Apercevant la plate-bande de roses que le soleil, dans une trouée de branches, illuminait, elle s’écria:

—Mais c’est de la féerie, mon cher ami!

Elle en cueillit une, la baisa et la mit à son corsage. Alors ils entrèrent dans le pavillon; et elle paraissait si contente qu’il avait envie de se mettre à genoux devant elle, bien qu’au fond du cœur il eût senti qu’elle aurait dû peut-être s’occuper plus de lui et moins du lieu. Elle regardait autour d’elle, agitée d’un plaisir de petite fille qui trouve et manie un jouet nouveau, et, sans trouble dans ce joli tombeau de sa vertu de femme, elle en appréciait l’élégance avec une satisfaction de connaisseur dont on a flatté les goûts. Elle avait craint, en venant, le logis banal, aux étoffes ternies, souillé par d’autres rendez-vous. Tout cela, au contraire, était neuf, imprévu, coquet, fait pour elle, et avait dû coûter fort cher. Il était vraiment parfait, cet homme.

Se tournant vers lui, elle souleva ses deux bras, par un ravissant geste d’appel, et ils s’étreignirent dans un de ces baisers aux yeux clos qui donnent l’étrange et double sensation du bonheur et du néant.

Ils eurent, dans l’impénétrable silence de cette retraite, trois heures de face à face, de corps à corps, de bouche à bouche, qui mêlèrent enfin pour André Mariolle l’ivresse des sens à l’ivresse de l’âme.

Avant de se quitter, ils firent un tour dans le jardin, et s’assirent en une des salles vertes où on ne pouvait les apercevoir de nulle part.
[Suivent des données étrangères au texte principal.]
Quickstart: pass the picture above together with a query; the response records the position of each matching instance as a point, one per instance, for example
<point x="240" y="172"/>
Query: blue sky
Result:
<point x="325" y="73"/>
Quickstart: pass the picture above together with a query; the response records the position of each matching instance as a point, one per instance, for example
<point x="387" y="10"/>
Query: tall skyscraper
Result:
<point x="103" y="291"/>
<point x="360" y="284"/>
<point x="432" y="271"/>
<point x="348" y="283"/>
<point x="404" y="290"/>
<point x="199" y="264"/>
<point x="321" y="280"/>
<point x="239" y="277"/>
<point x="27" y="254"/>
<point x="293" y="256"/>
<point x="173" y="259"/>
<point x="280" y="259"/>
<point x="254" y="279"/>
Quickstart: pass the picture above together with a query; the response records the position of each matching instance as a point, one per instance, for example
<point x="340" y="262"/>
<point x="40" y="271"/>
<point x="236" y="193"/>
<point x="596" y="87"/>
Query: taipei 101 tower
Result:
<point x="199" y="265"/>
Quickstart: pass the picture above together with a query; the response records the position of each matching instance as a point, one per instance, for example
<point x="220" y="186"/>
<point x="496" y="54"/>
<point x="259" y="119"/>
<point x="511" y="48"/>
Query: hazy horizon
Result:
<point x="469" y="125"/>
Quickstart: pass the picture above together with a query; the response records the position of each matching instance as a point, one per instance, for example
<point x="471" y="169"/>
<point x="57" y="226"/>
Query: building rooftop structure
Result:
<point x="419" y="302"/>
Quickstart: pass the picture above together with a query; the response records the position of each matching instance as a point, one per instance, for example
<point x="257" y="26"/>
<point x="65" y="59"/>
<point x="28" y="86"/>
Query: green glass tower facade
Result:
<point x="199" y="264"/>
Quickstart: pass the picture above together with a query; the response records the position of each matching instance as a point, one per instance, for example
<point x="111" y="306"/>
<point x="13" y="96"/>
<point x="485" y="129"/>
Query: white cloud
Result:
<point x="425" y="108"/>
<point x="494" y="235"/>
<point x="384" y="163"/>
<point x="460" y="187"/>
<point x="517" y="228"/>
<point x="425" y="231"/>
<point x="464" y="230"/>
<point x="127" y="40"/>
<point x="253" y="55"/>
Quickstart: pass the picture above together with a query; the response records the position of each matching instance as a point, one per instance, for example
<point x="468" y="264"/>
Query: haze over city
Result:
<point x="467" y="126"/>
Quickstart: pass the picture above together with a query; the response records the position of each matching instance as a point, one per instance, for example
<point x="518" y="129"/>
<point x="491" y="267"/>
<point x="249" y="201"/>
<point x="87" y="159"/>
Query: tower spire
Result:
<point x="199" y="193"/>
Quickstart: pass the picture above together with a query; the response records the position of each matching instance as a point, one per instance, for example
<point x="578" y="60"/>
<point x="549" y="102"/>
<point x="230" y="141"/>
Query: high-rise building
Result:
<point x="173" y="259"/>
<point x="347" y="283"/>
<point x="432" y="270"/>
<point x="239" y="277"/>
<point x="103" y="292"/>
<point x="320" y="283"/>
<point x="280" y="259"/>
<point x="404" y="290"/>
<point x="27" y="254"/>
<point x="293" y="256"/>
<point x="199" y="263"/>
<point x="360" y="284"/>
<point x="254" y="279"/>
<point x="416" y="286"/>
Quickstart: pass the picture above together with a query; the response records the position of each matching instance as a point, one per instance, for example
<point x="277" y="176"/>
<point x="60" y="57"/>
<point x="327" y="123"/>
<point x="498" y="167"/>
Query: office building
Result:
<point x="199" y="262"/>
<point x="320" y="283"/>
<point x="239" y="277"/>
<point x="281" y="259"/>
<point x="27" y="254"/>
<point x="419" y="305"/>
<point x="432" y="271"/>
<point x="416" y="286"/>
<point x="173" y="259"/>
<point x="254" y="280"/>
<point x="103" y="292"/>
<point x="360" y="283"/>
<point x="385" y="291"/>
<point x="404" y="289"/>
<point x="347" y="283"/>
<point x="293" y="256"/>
André, plein d’exubérance, lui parlait comme à une idole qui venait de descendre pour lui de son piédestal sacré, et elle l’écoutait, alanguie par une de ces fatigues dont il avait vu souvent se refléter l’ennui dans ses yeux, après les visites trop longues de gens qui l’avaient lassée. Elle demeurait affectueuse pourtant, la figure éclairée d’un sourire tendre, un peu contraint, et, tenant sa main, elle la serrait d’une étreinte continue, plus irréfléchie peut-être que volontaire.

Elle ne devait point l’entendre, car elle l’interrompit au milieu d’une phrase pour lui dire:

—Il faut absolument que je m’en aille. Je dois être à six heures chez la marquise de Bratiane, et je vais y arriver fort en retard.